NJ Resident Loses Mother Who Suffered Torment in Chinese Brainwashing Center

By Eva Fu
Eva Fu
Eva Fu
China Reporter
Eva Fu is a New York-based writer for The Epoch Times focusing on U.S.-China relations, religious freedom, and human rights. Contact Eva at eva.fu@epochtimes.com
January 6, 2022 Updated: May 8, 2022

NEW YORK—On Liu Danbi’s 31st birthday in December 2021—the first without a birthday wish from her mother—she didn’t cry. Her tears had run out long ago, she said.

Liu hadn’t seen her mother face to face since they said goodbye at a Chinese airport seven years ago, when she boarded a flight for New York for her graduate studies at the University at Buffalo.

When they parted, Liu was seized by a sudden grief and dissolved into tears for seemingly no reason.

“I had a hunch it was the final farewell to my mother,” she told The Epoch Times.

Her mother, Huang Shiqun, died on April 23, 2021, after swallowing seven bottles of pills that were prescribed by a psychiatric hospital. Her body was discovered in a hidden stairwell of the apartment building where she lived with her husband.

Huang left a final message for her husband, written on a slip of paper.

“You are the best husband in the world,” she wrote. “I’m just not lucky enough.”

Before her death at age 58, Huang had struggled for three years with depression, which began sometime during her arrest and subsequent detention in her hometown of Wuhan, China, for trying to call attention to the Chinese regime’s persecution of her beliefs.

Huang, formerly a kindergarten teacher, was an adherent of Falun Gong, a spiritual discipline with five meditative exercises and moral teachings centered on the principles of truthfulness, compassion, and forbearance.

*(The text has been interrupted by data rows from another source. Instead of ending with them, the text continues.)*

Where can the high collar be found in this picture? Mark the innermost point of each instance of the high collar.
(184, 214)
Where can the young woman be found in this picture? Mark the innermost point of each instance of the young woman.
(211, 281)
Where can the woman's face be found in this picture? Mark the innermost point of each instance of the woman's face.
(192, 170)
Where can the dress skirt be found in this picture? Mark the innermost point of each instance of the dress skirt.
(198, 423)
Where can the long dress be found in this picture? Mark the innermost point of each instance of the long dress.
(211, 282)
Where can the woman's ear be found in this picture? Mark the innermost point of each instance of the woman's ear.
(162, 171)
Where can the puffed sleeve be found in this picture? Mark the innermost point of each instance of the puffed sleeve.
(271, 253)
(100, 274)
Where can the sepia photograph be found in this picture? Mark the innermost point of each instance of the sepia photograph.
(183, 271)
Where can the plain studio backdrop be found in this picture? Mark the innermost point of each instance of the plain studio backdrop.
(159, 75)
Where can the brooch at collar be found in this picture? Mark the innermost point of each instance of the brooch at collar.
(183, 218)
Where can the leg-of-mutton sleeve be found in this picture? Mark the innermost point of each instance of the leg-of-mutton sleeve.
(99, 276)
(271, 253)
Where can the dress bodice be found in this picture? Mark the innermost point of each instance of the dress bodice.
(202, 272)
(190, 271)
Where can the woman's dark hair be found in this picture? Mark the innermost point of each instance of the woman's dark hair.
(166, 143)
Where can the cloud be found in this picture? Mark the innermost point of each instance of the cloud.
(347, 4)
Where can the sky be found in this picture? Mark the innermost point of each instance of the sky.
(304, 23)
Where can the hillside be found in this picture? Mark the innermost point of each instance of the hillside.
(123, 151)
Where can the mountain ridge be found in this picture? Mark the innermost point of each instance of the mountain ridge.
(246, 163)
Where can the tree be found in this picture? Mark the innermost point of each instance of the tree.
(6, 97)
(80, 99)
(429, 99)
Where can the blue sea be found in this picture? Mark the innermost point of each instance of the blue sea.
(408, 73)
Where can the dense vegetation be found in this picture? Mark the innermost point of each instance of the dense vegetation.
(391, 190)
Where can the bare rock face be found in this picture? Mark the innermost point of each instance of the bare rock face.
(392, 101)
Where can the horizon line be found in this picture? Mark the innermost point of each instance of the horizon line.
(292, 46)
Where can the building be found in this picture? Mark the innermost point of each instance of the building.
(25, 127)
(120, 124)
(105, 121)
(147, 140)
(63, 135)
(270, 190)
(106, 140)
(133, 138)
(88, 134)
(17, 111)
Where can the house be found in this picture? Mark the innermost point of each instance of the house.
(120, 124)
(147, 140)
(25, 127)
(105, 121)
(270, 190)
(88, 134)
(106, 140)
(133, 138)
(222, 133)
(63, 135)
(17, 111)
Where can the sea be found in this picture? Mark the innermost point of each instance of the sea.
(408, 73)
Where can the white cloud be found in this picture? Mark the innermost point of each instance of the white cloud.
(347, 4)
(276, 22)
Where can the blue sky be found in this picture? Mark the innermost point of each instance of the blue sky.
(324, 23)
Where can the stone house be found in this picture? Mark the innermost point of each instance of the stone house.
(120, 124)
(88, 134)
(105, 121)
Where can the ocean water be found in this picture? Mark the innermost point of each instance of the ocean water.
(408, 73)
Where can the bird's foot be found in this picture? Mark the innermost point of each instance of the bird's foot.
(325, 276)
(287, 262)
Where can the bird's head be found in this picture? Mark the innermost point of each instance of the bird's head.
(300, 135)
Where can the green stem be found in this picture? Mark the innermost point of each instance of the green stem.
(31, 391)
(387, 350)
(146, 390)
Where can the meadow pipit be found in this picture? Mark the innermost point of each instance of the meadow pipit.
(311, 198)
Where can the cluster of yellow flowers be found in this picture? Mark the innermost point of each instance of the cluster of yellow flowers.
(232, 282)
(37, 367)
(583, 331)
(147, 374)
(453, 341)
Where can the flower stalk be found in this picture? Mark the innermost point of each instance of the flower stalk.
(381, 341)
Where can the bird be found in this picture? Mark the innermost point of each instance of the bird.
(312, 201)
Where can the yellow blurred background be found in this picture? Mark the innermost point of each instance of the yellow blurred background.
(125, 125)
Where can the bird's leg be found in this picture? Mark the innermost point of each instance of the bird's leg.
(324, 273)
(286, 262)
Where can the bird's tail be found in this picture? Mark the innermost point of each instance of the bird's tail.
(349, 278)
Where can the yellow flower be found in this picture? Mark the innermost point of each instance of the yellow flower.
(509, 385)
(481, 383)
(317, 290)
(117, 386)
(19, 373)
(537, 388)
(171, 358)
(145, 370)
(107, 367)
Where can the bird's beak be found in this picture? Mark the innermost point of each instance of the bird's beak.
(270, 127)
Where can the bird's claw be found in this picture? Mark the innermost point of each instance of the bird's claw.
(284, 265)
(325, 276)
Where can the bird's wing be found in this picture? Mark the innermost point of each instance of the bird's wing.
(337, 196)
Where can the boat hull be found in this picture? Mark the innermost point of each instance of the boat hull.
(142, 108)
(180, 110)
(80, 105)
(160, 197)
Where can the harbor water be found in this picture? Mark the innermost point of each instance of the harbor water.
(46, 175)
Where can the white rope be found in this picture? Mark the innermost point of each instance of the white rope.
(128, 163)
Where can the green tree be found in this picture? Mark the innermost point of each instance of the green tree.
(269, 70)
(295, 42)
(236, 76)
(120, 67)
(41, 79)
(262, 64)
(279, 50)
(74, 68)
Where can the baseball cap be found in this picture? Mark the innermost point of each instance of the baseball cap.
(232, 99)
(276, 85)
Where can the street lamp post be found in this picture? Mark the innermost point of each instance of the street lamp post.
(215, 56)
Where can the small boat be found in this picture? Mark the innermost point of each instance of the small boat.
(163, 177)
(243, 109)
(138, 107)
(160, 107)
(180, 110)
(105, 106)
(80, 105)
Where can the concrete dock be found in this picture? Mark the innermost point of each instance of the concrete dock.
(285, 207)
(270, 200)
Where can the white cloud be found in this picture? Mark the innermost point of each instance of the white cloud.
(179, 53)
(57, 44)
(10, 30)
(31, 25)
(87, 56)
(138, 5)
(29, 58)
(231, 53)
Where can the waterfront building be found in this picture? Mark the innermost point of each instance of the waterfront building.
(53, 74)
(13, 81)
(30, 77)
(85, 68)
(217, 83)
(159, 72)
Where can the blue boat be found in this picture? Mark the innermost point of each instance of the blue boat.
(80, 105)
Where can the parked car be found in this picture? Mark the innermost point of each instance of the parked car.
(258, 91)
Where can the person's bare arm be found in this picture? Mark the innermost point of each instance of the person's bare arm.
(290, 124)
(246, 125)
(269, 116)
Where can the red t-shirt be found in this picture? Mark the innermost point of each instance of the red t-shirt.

Official reports estimated that roughly 70 million people were practicing the discipline in China in 1999. But fearing its popularity, the regime started a violent campaign to persecute Falun Gong, leading to the arrest of millions of adherents over the past 22 years.

In Liu’s memory, her mother was always talkative and optimistic. Huang struck up conversations with strangers on the street and made friends with fruit vendors in her neighborhood. She had a good voice and a talent for impersonating Teresa Teng, a Taiwanese pop icon in the 1980s who won fans from all over Asia with her heartrending romantic ballads.

Huang strove to be a good teacher as well. Parents would sometimes bring her money and gifts in the hopes that she would treat their kids better, but she would turn them all down.

“I’m just trying to be a good person by following truthfulness, compassion, and tolerance,” Huang would tell them.

Teaching was her job, she would say, and she had an obligation to do it well.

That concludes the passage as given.